Just north of the Garden of One Thousand Buddhas sits another kind of peace garden: the Bison Range, formerly known as the National Bison Range. The range is in its second year of being fully managed by the Confederated Salish and Kootenai Tribes.

The change restored the range to its original Indigenous stewardship. When the National Bison Range—an 18,766-acre square carved into the center of the Flathead Reservation— was established in 1908, it protected bison, or their descendants, that were brought to the reservation in the 1870s by a man named Little Falcon Robe. The Ql̓ispé (also known as Kalispel or Pend d’Oreille) man led some orphaned bison calves across the Continental Divide to the Flathead Reservation at a time when mass slaughter by white settlers put plains bison on the brink of extinction. Bison from that herd were also used to revive a dwindling population of the animals at Yellowstone National Park in the early 1900s. 

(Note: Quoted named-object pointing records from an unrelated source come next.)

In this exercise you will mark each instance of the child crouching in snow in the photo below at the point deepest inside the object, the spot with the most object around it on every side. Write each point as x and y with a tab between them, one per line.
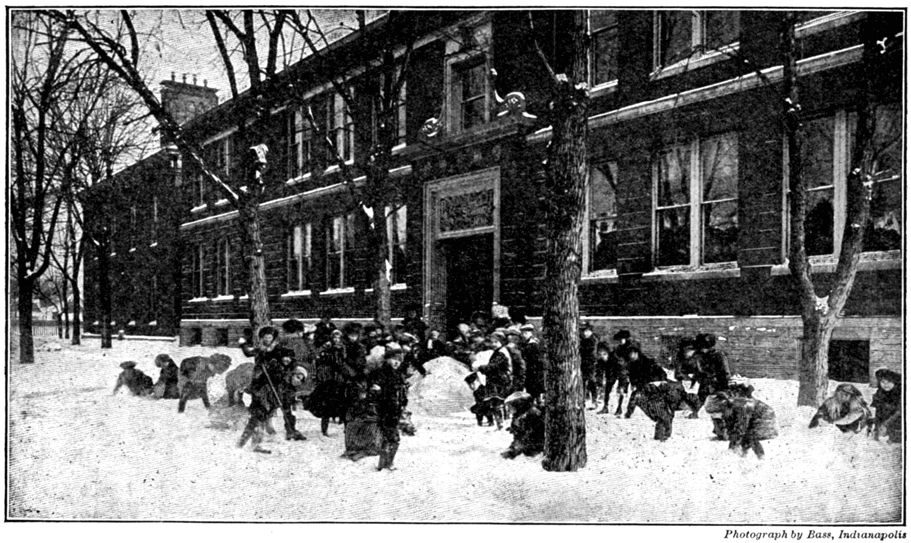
747	420
527	426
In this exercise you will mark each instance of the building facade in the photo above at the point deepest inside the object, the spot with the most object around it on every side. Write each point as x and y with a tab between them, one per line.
686	215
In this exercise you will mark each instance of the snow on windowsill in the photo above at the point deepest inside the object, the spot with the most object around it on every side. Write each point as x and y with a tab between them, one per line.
684	273
299	179
296	293
874	260
602	276
335	291
699	60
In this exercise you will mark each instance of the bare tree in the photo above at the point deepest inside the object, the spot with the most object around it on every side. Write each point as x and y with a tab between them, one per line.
821	305
47	72
566	182
375	119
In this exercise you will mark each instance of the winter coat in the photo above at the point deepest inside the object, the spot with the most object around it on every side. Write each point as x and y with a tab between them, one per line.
392	396
588	353
518	367
645	370
534	367
135	380
750	419
497	371
713	373
168	382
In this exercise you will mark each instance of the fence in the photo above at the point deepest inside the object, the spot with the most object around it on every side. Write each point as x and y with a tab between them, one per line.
40	328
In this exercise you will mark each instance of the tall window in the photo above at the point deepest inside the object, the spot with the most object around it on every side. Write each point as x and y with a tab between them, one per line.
696	202
198	273
340	243
396	234
682	34
299	144
398	118
340	127
154	225
829	142
604	35
223	270
470	94
602	218
299	257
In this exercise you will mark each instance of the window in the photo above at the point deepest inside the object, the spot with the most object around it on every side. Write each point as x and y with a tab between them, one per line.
398	118
154	226
197	275
153	299
680	35
602	218
339	244
340	127
603	29
299	144
470	94
829	142
396	234
223	269
299	257
696	203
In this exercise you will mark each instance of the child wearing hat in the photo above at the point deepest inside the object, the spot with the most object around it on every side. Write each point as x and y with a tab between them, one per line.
135	380
888	405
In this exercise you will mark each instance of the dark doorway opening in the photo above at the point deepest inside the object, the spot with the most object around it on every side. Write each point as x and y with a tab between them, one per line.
469	277
849	360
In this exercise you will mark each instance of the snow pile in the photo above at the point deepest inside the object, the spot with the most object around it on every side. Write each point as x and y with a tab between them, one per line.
443	391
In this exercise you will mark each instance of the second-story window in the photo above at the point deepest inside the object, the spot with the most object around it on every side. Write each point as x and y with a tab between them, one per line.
696	202
602	218
602	26
340	243
198	272
684	34
397	236
299	144
470	93
153	228
223	269
299	257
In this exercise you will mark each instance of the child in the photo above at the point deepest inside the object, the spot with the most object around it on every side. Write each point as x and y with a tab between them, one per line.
137	382
479	390
846	409
391	390
527	426
614	368
659	401
167	386
747	420
887	402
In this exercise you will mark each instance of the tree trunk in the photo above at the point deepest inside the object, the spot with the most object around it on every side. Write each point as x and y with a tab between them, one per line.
814	358
26	341
256	266
77	319
104	294
564	443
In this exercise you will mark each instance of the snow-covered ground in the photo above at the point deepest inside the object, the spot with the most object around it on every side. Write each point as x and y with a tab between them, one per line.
77	452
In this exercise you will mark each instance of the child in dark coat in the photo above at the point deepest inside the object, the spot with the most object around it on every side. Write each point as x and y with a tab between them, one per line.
527	426
746	419
888	405
135	380
167	386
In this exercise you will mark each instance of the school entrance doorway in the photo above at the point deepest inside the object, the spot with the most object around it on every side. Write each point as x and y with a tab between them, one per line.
461	247
469	277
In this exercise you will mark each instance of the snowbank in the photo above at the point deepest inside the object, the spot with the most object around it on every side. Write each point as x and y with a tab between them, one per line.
442	392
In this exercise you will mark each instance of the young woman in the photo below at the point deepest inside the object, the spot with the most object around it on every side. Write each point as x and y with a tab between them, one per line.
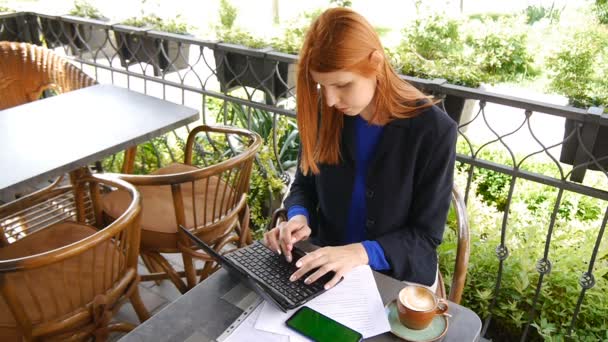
376	163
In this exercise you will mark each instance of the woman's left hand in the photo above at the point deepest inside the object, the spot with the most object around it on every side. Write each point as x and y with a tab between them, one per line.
340	259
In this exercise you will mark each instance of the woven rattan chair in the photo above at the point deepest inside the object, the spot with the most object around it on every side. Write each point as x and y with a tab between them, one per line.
210	201
462	250
63	274
27	70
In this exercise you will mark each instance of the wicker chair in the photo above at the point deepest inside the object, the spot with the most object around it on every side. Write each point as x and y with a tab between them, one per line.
210	201
62	277
27	70
462	250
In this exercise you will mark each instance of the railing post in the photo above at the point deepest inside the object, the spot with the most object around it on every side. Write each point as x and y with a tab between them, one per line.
584	151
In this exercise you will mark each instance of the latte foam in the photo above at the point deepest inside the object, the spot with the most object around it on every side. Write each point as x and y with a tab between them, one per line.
417	298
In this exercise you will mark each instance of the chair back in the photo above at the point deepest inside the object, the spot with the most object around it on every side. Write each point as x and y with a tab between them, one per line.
208	192
463	248
27	70
61	274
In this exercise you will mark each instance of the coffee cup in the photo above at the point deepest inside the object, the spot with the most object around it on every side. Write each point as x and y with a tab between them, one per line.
418	305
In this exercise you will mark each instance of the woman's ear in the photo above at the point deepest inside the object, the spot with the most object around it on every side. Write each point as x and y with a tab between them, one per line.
376	58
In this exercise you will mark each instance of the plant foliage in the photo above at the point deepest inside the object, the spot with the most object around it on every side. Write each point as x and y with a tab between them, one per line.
86	10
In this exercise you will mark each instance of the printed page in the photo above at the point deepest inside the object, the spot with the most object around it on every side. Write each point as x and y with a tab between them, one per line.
355	302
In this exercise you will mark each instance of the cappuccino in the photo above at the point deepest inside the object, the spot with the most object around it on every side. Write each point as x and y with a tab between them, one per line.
417	299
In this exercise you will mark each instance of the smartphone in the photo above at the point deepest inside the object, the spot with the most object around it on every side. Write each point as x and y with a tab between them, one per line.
321	328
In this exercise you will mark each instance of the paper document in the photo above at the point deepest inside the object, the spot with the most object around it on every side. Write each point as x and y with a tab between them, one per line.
355	302
246	331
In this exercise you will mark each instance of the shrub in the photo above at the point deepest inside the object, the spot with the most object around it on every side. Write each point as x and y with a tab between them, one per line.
173	25
500	50
85	10
573	239
601	11
535	13
434	37
579	69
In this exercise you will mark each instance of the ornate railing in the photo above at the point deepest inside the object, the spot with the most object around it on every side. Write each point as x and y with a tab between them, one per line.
258	85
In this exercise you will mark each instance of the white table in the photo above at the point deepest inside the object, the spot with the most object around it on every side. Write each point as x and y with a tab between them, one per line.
44	139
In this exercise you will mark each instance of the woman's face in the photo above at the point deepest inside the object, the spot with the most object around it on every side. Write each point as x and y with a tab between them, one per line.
348	92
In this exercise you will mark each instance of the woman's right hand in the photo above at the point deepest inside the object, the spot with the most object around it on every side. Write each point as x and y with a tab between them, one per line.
282	237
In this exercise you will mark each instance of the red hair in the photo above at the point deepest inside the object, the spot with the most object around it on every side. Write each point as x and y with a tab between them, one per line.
341	39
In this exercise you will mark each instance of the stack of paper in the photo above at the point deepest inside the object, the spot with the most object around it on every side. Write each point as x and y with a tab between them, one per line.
354	302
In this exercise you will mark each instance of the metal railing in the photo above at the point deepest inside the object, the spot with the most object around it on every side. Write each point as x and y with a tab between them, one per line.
192	71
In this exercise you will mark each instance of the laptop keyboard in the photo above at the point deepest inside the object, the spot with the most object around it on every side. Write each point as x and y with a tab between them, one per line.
274	271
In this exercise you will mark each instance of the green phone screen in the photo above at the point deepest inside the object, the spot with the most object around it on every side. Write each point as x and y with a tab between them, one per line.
321	328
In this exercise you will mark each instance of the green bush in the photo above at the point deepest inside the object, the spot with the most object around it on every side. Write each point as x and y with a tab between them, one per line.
573	239
227	32
535	13
173	25
500	50
579	69
86	10
434	37
601	11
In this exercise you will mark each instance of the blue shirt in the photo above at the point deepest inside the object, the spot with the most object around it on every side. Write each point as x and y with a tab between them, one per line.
367	138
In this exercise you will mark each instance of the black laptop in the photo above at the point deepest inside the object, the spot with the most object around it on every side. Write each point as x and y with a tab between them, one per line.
267	273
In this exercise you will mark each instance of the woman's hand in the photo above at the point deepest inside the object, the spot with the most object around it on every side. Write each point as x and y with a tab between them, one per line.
282	237
338	259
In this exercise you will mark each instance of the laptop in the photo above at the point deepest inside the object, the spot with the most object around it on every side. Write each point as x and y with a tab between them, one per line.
267	273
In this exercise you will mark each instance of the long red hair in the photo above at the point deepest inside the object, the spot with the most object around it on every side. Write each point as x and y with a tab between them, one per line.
341	39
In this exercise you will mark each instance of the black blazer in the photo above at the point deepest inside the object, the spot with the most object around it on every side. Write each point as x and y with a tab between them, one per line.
408	191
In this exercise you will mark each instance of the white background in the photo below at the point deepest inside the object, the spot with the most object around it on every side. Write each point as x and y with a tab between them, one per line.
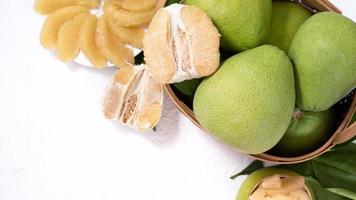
55	143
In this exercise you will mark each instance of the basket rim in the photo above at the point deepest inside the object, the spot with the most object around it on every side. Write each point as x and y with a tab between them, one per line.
314	6
187	112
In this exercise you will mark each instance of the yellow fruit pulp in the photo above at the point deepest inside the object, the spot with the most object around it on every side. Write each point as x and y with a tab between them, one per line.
54	21
128	35
111	47
87	42
68	38
138	5
48	6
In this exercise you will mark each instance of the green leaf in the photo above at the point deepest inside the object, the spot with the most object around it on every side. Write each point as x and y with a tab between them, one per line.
255	165
169	2
337	168
321	193
343	192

A young bison calf stays close to its mother on the Bison Range, an 18,766-acre area of the Flathead Reservation where bison roam free.
Martin Charlo, a tribal council member for the Confederated Salish and Kootenai Tribes, stands on the Bison Range.

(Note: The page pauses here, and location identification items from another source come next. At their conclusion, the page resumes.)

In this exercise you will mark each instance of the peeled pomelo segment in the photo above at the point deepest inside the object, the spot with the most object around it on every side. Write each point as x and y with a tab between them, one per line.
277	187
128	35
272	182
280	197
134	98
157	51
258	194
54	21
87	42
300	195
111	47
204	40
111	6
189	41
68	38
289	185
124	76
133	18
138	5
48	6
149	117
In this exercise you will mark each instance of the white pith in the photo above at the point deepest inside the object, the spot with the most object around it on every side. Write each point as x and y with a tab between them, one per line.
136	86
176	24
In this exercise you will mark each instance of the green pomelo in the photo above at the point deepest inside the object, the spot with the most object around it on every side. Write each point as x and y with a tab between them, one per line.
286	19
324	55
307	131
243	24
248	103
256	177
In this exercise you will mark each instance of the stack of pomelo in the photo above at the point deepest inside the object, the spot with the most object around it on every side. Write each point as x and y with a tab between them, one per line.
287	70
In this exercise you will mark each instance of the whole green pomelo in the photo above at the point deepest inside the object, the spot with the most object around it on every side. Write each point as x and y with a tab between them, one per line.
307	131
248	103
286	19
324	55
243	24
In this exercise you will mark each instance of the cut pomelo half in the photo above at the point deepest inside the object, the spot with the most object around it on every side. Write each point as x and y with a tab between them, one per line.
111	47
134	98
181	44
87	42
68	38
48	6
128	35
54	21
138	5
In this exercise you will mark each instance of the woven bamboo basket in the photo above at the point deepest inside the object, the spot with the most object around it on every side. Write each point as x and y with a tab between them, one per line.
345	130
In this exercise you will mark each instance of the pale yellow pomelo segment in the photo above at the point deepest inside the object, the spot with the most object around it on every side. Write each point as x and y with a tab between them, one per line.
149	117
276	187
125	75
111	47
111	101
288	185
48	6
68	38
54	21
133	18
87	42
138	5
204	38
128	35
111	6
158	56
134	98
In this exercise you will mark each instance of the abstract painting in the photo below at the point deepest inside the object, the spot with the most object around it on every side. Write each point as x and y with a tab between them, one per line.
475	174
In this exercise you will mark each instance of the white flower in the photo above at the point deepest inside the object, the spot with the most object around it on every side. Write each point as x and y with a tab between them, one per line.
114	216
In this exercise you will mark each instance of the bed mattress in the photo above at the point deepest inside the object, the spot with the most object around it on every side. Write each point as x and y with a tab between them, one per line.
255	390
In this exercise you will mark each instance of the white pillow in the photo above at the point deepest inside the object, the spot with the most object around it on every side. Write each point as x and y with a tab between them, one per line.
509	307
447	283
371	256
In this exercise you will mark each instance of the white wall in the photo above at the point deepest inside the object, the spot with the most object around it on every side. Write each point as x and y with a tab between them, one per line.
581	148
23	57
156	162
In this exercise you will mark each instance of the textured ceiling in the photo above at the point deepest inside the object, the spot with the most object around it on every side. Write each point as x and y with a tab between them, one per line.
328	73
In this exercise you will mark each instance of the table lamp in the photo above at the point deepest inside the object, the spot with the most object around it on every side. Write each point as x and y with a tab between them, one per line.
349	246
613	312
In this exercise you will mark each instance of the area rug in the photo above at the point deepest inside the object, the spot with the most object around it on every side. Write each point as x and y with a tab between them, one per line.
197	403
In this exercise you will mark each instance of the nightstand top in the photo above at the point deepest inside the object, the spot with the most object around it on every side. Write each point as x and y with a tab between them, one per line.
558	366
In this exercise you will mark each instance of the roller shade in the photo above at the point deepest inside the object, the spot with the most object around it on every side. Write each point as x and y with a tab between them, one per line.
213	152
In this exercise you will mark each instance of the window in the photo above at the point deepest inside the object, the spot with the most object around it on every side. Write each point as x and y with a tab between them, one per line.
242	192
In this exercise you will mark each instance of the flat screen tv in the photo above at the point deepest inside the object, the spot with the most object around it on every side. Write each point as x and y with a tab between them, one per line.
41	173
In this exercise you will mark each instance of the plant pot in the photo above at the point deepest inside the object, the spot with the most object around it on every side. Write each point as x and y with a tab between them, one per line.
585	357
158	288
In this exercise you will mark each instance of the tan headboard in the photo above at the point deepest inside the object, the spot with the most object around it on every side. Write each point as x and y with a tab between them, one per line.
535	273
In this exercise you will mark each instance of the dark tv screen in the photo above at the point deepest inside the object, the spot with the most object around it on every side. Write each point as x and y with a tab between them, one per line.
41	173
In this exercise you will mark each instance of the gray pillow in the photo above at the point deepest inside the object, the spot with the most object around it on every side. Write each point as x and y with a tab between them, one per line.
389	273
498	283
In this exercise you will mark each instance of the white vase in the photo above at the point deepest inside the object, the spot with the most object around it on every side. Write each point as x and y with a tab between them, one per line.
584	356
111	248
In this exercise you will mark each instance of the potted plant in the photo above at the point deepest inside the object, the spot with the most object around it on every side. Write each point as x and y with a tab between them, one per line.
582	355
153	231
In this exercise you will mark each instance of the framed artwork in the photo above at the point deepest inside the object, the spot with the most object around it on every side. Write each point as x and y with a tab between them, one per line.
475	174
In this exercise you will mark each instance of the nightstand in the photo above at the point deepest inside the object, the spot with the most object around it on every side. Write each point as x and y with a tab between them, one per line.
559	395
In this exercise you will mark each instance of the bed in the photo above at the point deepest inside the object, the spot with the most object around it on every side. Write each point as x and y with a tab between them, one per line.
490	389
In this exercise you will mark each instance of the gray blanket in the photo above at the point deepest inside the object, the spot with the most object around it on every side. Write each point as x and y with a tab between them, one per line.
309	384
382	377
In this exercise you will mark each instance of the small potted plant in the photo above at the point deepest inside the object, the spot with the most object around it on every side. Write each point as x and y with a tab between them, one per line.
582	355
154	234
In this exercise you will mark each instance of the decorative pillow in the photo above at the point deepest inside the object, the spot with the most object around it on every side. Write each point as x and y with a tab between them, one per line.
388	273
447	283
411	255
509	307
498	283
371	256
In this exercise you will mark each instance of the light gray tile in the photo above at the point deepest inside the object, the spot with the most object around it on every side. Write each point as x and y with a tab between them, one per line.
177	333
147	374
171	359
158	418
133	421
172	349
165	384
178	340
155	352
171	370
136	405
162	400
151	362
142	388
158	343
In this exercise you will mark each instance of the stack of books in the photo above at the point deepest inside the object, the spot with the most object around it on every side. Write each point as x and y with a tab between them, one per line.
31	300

Martin Charlo, a Confederated Salish and Kootenai tribal council member, relates his tribe’s generosity with that of caretakers at the nearby Garden of One Thousand Buddhas. 

“Back to being good neighbors, we’re trying to help establish other herds in eastern Montana. … We’re always willing to share knowledge and resources if possible,” Charlo says, while gazing out upon the Bison Range earlier this summer. “I feel like the garden down there does the same.”

Beneath each of the garden’s 1,000 Buddha statues are the words, “May All Beings Benefit!” That includes even the smallest of creatures, like insects, Karchungtsang explains. He’s happy that a family of foxes found sanctuary around the garden’s prayer flag mound. The foxes are a bane to some nearby farmers. Rinpoche says that Tibetans, like Native Americans, find sacred symbolism in animals, including eagles and hawks. 

A bird sits on the head of a Buddha statue.

One of the most revered on the Bison Range was a rare white bison called Big Medicine, named after the gift that he was. After the creature’s death the same year the Dalai Lama was forced into exile, Big Medicine’s body was shipped to Helena, where it became a museum display. The Montana Historical Society agreed last fall—at the urging of tribal members—to send the white bison’s body home to the Flathead Reservation, which will likely happen once a new Bison Range visitor center is built.

Rick Eneas, executive officer for the Confederated Salish and Kootenai Tribes, said last year about Big Medicine that “a symbol like this allows us to feel proud of who we are and will help us understand who we can be in the future.”

The same can be said of the Garden of One Thousand Buddhas. Understanding our connection to the Earth and divine source is what both groups are striving for, Juanita Small Salmon says.

“These teachings are really important, whether it’s coming from the garden or coming from Native Americans,” she says. “We all need to learn.”